Either Way

The Chronicle of Higher Education reports that minority-serving Colleges are really benefiting from changes that came about as a result of the student lending bill. This is despite the fact that they fought these changes, a great deal, over the last year. According to an article by Paul Basken:

The institutions, which represent about 13 percent of all U.S. undergraduates, got the second-biggest pot of money for education, behind only Pell Grants, in the recently enacted student-loan bill. Their $2.5-billion allocation exceeded even the $2-billion set aside for community colleges, which serve close to half of all undergraduates and have been identified by President Obama as the centerpiece of his strategy for improving the nation’s performance on college completion.

Oddly, however, these institutions were also among student lenders’ biggest allies in Washington’s influence hustle. The minority-serving colleges stood behind the lenders. The lenders, in turn, gave large gifts to the schools: computer laboratories and scholarships.

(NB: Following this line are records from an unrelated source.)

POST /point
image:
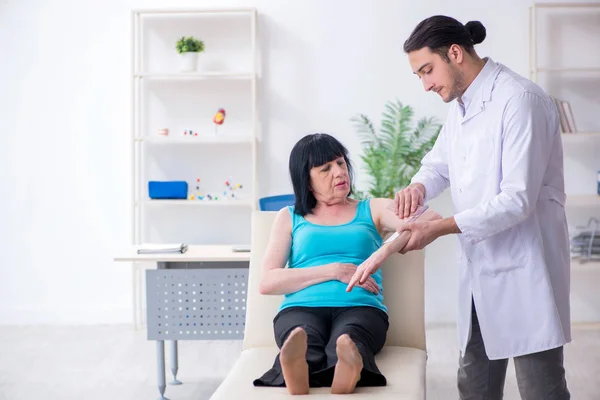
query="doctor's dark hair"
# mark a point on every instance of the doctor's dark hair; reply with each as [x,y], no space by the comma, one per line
[313,151]
[440,32]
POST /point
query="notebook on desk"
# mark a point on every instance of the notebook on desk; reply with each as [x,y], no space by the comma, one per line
[164,248]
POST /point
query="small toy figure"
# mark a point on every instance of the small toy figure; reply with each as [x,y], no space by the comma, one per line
[232,188]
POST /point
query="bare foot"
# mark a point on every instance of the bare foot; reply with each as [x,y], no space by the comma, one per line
[348,367]
[293,362]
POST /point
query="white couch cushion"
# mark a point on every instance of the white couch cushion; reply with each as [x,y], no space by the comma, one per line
[403,367]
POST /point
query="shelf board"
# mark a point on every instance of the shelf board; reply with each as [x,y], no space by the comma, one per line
[171,12]
[200,203]
[583,200]
[580,136]
[557,70]
[566,5]
[590,265]
[194,140]
[195,75]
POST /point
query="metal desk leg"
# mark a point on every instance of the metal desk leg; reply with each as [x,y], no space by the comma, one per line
[174,363]
[160,358]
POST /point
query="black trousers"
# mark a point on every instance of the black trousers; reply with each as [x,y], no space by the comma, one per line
[539,375]
[366,326]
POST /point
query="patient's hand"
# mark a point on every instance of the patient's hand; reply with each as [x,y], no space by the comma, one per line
[367,268]
[344,272]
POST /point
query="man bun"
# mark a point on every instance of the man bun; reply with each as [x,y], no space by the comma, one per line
[476,30]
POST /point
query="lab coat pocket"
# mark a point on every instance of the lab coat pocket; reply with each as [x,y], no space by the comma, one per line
[481,161]
[503,252]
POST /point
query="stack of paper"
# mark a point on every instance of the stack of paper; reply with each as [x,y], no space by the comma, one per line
[162,248]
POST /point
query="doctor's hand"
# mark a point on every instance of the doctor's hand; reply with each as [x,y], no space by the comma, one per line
[366,269]
[345,273]
[408,199]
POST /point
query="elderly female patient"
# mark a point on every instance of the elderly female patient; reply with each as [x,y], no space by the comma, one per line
[328,336]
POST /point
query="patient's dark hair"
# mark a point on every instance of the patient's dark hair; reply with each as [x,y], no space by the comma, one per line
[440,32]
[313,151]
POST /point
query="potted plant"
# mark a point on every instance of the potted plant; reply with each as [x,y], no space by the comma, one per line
[188,48]
[393,155]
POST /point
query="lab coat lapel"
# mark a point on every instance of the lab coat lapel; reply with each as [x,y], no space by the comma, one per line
[483,95]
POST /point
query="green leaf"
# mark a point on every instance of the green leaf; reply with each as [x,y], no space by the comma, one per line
[393,155]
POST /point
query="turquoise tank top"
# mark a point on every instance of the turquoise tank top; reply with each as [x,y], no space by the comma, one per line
[314,245]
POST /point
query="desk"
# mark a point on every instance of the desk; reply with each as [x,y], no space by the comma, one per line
[200,293]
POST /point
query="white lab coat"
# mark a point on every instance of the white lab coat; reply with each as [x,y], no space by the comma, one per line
[503,162]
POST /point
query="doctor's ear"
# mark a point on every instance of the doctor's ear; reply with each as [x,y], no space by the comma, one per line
[455,53]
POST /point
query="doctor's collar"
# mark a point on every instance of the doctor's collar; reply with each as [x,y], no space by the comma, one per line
[465,100]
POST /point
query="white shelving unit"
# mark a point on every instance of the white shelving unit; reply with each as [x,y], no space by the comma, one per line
[564,75]
[163,97]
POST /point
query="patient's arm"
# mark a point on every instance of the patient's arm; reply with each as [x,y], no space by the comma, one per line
[276,278]
[386,221]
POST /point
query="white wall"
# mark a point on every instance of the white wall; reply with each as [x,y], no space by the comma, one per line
[65,109]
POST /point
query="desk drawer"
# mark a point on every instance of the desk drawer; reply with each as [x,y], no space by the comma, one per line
[196,303]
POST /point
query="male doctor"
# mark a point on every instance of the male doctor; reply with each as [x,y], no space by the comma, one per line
[500,152]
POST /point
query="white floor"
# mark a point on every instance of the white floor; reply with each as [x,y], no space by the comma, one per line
[116,362]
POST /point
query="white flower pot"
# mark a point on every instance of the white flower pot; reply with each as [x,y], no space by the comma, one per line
[189,61]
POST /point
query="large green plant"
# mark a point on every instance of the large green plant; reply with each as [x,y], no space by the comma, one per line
[393,155]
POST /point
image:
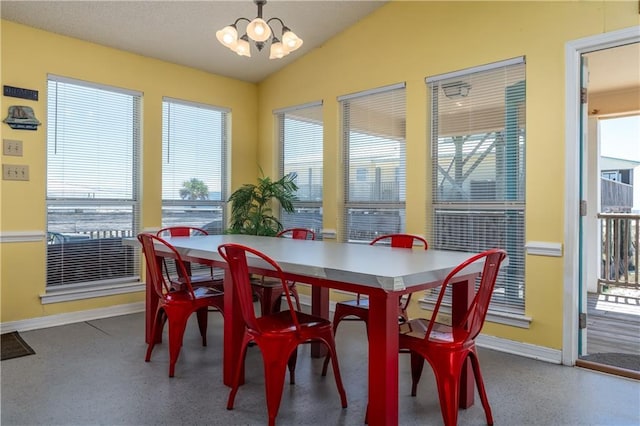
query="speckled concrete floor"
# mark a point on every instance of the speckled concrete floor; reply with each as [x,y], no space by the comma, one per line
[93,373]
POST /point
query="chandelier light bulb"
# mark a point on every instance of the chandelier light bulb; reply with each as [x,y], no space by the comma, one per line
[243,48]
[277,50]
[291,40]
[258,30]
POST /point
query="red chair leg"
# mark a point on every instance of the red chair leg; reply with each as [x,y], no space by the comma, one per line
[417,364]
[177,325]
[336,373]
[296,296]
[447,368]
[475,364]
[293,360]
[156,332]
[239,368]
[274,372]
[203,319]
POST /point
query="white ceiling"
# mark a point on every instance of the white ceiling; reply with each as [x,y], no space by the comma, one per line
[183,32]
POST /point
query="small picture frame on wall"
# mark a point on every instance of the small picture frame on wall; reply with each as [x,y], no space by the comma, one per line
[21,117]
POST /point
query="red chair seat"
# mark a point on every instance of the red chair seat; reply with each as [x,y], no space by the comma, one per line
[277,334]
[447,347]
[268,289]
[358,308]
[175,305]
[197,280]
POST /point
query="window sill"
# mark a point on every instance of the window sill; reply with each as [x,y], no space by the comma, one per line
[68,293]
[498,317]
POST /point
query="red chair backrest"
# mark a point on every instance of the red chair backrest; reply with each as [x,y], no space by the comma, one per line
[468,327]
[236,257]
[181,231]
[297,234]
[160,283]
[401,240]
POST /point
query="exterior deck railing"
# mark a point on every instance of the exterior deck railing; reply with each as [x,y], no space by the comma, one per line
[619,250]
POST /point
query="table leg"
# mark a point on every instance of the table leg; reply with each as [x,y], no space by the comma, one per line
[233,332]
[151,305]
[383,359]
[319,307]
[463,293]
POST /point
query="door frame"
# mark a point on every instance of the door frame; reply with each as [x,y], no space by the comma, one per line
[571,287]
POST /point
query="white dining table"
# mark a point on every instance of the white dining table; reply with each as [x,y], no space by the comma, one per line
[380,272]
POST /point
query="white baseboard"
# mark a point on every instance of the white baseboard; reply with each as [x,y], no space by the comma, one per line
[71,317]
[491,342]
[526,350]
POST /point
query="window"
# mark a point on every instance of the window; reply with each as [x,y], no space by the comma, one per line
[300,134]
[93,138]
[194,144]
[478,153]
[373,133]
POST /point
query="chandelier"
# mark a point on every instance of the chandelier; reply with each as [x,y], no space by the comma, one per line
[259,31]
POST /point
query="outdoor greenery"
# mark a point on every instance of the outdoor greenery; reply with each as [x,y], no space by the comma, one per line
[252,205]
[194,189]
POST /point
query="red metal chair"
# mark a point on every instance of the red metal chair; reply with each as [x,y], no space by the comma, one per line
[278,334]
[197,280]
[447,347]
[264,287]
[358,308]
[175,305]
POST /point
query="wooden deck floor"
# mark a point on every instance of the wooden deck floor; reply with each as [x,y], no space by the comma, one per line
[613,324]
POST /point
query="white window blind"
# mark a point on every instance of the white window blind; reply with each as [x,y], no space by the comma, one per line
[300,135]
[194,144]
[93,139]
[373,133]
[478,145]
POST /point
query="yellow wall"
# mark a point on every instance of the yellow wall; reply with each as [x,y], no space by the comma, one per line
[408,41]
[28,55]
[401,41]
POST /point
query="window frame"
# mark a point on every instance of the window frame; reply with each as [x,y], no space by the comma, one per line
[215,205]
[386,216]
[313,208]
[66,280]
[504,203]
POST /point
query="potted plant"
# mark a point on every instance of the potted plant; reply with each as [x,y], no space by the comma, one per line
[252,205]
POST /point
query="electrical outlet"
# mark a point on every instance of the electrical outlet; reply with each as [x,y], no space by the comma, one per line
[12,147]
[15,172]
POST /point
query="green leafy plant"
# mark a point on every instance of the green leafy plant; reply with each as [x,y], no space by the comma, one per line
[252,205]
[194,189]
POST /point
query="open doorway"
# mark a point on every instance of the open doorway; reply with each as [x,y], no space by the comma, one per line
[611,243]
[575,259]
[608,292]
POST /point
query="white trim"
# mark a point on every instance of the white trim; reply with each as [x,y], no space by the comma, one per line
[543,248]
[573,51]
[84,83]
[479,68]
[66,295]
[21,236]
[372,91]
[71,317]
[489,342]
[494,316]
[297,107]
[527,350]
[195,104]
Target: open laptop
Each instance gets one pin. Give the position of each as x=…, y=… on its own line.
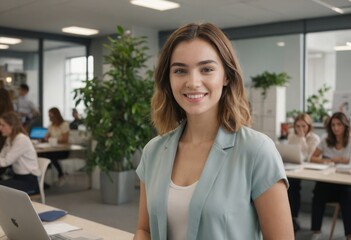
x=291, y=155
x=38, y=133
x=19, y=220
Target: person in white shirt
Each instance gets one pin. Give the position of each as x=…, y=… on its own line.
x=25, y=107
x=335, y=148
x=308, y=141
x=59, y=129
x=19, y=153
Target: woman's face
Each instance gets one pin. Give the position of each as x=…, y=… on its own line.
x=301, y=127
x=197, y=77
x=5, y=128
x=337, y=127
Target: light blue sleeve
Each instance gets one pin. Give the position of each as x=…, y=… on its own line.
x=268, y=168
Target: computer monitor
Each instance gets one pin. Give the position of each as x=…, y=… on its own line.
x=38, y=133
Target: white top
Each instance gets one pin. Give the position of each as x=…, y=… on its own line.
x=26, y=106
x=21, y=155
x=57, y=131
x=308, y=143
x=178, y=208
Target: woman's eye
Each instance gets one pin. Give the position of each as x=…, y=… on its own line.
x=207, y=69
x=179, y=71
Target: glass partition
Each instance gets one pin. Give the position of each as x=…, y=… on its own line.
x=328, y=58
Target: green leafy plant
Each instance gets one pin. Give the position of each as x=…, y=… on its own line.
x=316, y=104
x=118, y=108
x=266, y=80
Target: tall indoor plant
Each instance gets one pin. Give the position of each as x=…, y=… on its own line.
x=117, y=109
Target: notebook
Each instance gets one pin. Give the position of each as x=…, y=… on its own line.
x=19, y=220
x=38, y=133
x=290, y=153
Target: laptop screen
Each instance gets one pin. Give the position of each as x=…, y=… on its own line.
x=38, y=133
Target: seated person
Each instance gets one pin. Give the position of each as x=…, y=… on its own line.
x=58, y=129
x=335, y=148
x=308, y=141
x=19, y=152
x=76, y=120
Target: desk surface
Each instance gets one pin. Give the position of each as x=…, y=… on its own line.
x=45, y=147
x=108, y=233
x=327, y=175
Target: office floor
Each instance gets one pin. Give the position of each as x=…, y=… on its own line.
x=78, y=201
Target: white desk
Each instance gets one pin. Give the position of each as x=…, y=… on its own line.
x=329, y=175
x=45, y=147
x=108, y=233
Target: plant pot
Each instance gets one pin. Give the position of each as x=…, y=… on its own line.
x=117, y=187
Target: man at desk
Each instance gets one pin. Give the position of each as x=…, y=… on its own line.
x=58, y=132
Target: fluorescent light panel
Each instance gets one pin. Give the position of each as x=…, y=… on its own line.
x=343, y=48
x=80, y=31
x=7, y=40
x=160, y=5
x=3, y=46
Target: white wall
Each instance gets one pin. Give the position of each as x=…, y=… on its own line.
x=262, y=54
x=54, y=79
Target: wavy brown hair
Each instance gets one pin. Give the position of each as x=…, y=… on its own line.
x=233, y=105
x=331, y=138
x=13, y=119
x=57, y=118
x=306, y=118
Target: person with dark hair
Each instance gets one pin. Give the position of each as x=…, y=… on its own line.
x=6, y=105
x=76, y=120
x=208, y=175
x=335, y=148
x=308, y=141
x=58, y=131
x=19, y=153
x=25, y=107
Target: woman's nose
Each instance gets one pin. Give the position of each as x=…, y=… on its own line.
x=194, y=80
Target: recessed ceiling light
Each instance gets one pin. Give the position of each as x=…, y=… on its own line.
x=281, y=44
x=342, y=48
x=3, y=46
x=160, y=5
x=7, y=40
x=80, y=30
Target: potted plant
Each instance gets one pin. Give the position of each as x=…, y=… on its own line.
x=266, y=80
x=316, y=104
x=117, y=114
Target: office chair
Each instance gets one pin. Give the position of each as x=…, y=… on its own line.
x=43, y=166
x=336, y=207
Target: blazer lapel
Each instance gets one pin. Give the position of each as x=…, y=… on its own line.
x=217, y=157
x=167, y=158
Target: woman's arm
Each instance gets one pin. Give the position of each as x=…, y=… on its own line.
x=143, y=228
x=274, y=213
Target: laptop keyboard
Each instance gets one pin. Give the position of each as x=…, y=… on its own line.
x=59, y=237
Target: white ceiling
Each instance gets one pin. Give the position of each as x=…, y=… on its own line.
x=52, y=15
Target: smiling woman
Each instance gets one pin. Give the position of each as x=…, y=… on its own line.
x=201, y=112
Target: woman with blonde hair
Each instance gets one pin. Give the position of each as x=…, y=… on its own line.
x=19, y=153
x=208, y=175
x=308, y=141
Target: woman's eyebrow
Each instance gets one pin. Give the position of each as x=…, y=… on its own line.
x=179, y=64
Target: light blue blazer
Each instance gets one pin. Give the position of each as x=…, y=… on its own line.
x=240, y=167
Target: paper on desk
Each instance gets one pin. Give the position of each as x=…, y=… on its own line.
x=59, y=227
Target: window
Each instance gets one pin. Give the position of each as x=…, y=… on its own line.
x=75, y=74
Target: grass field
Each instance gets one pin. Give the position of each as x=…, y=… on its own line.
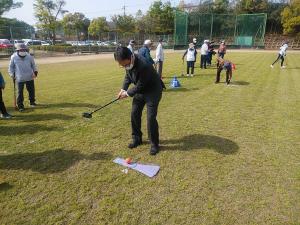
x=229, y=154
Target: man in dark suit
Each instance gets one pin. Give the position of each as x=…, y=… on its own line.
x=147, y=91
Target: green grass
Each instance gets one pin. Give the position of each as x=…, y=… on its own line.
x=230, y=154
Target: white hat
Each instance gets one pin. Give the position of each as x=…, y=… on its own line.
x=147, y=42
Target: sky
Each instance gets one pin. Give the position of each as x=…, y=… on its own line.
x=91, y=8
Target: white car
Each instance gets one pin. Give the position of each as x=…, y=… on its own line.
x=44, y=43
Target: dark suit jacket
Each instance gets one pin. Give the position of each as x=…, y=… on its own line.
x=144, y=77
x=145, y=52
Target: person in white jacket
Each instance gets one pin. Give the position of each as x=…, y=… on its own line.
x=159, y=59
x=281, y=54
x=23, y=70
x=191, y=55
x=204, y=52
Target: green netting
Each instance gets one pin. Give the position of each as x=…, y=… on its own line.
x=242, y=30
x=180, y=36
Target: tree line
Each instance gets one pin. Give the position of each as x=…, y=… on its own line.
x=283, y=17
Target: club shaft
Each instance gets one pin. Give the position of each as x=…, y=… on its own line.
x=104, y=106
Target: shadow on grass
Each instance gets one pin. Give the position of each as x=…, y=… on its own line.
x=66, y=105
x=25, y=129
x=54, y=161
x=5, y=186
x=181, y=89
x=199, y=141
x=240, y=83
x=44, y=117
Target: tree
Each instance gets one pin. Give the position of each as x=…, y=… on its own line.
x=15, y=29
x=142, y=23
x=252, y=6
x=47, y=13
x=291, y=18
x=6, y=5
x=161, y=16
x=124, y=23
x=75, y=24
x=98, y=26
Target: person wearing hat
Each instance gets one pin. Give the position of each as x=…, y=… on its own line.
x=204, y=52
x=23, y=70
x=281, y=54
x=131, y=45
x=147, y=90
x=159, y=59
x=145, y=51
x=191, y=55
x=222, y=49
x=3, y=111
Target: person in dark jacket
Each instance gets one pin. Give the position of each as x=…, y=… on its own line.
x=145, y=52
x=3, y=111
x=147, y=91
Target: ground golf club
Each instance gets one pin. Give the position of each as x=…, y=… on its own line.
x=89, y=115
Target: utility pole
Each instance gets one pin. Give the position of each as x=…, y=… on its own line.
x=124, y=9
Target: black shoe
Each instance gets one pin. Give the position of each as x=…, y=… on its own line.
x=135, y=142
x=154, y=149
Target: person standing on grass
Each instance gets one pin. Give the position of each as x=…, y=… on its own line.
x=222, y=50
x=3, y=111
x=281, y=55
x=145, y=51
x=159, y=59
x=131, y=45
x=147, y=91
x=191, y=55
x=23, y=70
x=228, y=66
x=204, y=51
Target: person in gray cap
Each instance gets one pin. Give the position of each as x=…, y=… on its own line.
x=131, y=45
x=23, y=70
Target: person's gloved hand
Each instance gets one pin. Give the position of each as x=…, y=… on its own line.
x=34, y=75
x=122, y=94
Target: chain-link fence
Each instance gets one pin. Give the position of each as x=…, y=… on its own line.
x=72, y=44
x=243, y=30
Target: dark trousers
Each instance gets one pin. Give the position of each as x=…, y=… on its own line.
x=279, y=57
x=138, y=103
x=190, y=64
x=209, y=58
x=203, y=61
x=159, y=68
x=2, y=106
x=31, y=91
x=221, y=55
x=228, y=74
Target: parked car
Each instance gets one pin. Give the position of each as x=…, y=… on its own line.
x=5, y=43
x=30, y=42
x=45, y=43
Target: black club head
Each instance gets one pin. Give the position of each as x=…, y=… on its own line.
x=87, y=115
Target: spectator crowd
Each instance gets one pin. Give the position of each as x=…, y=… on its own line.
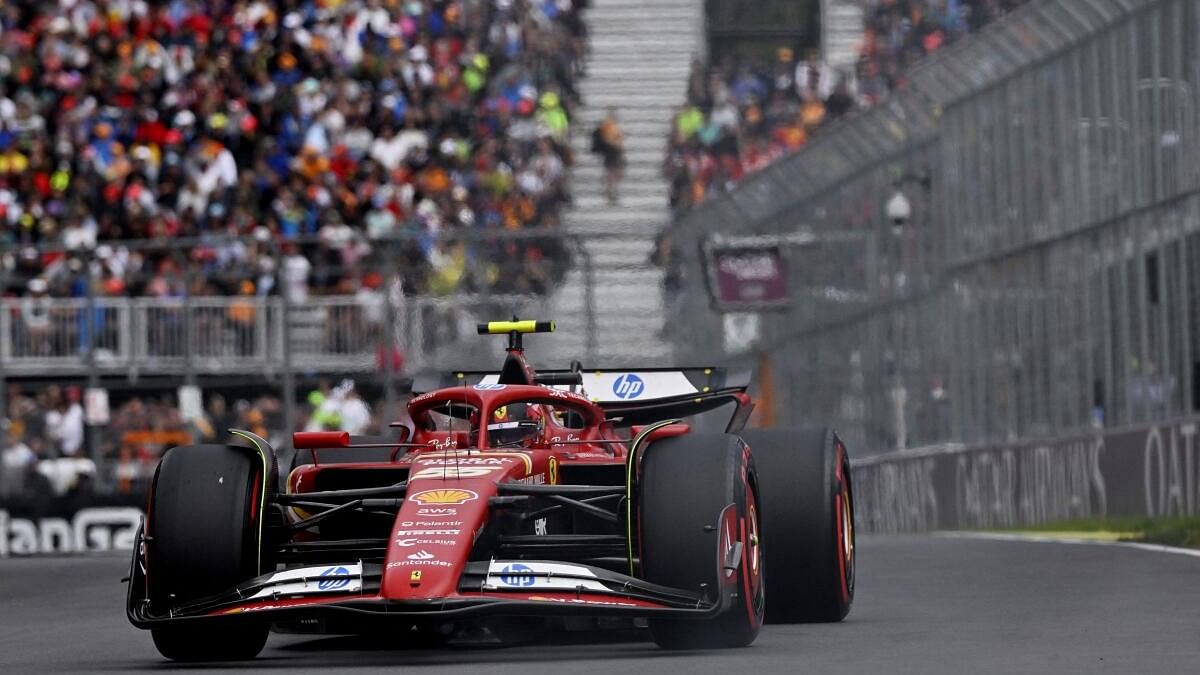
x=286, y=141
x=739, y=115
x=47, y=460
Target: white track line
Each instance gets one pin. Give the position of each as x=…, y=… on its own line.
x=1051, y=539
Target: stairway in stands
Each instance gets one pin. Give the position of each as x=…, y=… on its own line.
x=641, y=53
x=841, y=33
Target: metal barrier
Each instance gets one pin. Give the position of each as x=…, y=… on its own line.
x=234, y=334
x=1047, y=279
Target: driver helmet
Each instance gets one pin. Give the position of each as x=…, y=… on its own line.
x=515, y=424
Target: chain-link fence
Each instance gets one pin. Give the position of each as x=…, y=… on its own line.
x=1006, y=249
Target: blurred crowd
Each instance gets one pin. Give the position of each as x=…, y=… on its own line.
x=739, y=115
x=288, y=138
x=46, y=457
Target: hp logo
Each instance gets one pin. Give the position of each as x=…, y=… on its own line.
x=328, y=584
x=517, y=574
x=628, y=386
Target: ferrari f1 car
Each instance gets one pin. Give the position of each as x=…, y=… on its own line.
x=513, y=496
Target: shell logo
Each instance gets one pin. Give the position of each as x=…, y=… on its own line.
x=444, y=496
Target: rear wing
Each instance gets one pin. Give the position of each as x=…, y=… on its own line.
x=639, y=395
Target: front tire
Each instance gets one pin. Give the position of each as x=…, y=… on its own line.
x=809, y=517
x=696, y=501
x=203, y=537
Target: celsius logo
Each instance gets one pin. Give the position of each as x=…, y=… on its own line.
x=517, y=574
x=628, y=386
x=334, y=579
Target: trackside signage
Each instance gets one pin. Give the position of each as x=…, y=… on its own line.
x=1140, y=471
x=90, y=530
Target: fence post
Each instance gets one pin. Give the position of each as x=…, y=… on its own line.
x=389, y=339
x=289, y=394
x=589, y=303
x=93, y=375
x=189, y=340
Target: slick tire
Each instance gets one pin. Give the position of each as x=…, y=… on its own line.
x=696, y=500
x=203, y=536
x=808, y=515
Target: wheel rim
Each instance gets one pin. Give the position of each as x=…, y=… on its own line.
x=753, y=560
x=845, y=532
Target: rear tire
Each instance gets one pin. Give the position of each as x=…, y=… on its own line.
x=809, y=517
x=203, y=537
x=696, y=500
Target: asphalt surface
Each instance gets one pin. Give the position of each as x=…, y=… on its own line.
x=924, y=604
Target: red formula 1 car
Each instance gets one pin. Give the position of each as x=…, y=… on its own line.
x=514, y=497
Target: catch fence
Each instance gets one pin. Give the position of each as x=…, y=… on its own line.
x=1044, y=278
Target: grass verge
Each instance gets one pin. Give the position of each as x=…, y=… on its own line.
x=1177, y=531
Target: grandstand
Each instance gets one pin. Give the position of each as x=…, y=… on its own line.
x=261, y=197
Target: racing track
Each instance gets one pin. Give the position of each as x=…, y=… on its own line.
x=925, y=604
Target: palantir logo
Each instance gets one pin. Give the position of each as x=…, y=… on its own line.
x=517, y=574
x=334, y=578
x=628, y=386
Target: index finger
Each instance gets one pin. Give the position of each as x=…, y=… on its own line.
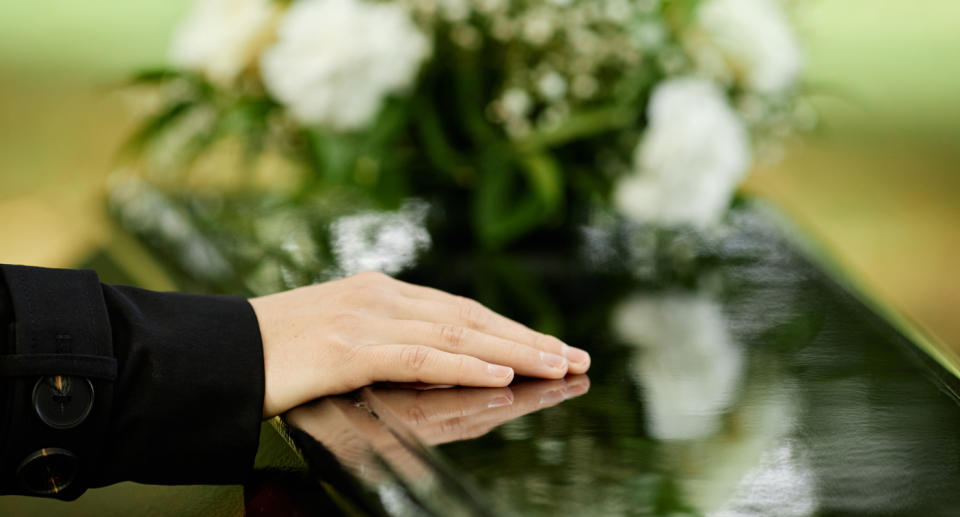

Of course, now that the student loan industry is pretty well to de-fanged, minority-serving colleges need a new benefactor. Luckily they appear to have found one in the federal government. By the changes engineered by the student loan bill, according to the article:

Congress has directed $2.5-billion to the colleges from the savings generated by moving to 100-percent direct lending. Of that sum, $1-billion will go to pay for facilities and programs to help Hispanic students who major in math or the sciences at community colleges transfer to four-year institutions. And $850-million will go to historically black colleges, which can spend it largely at their discretion.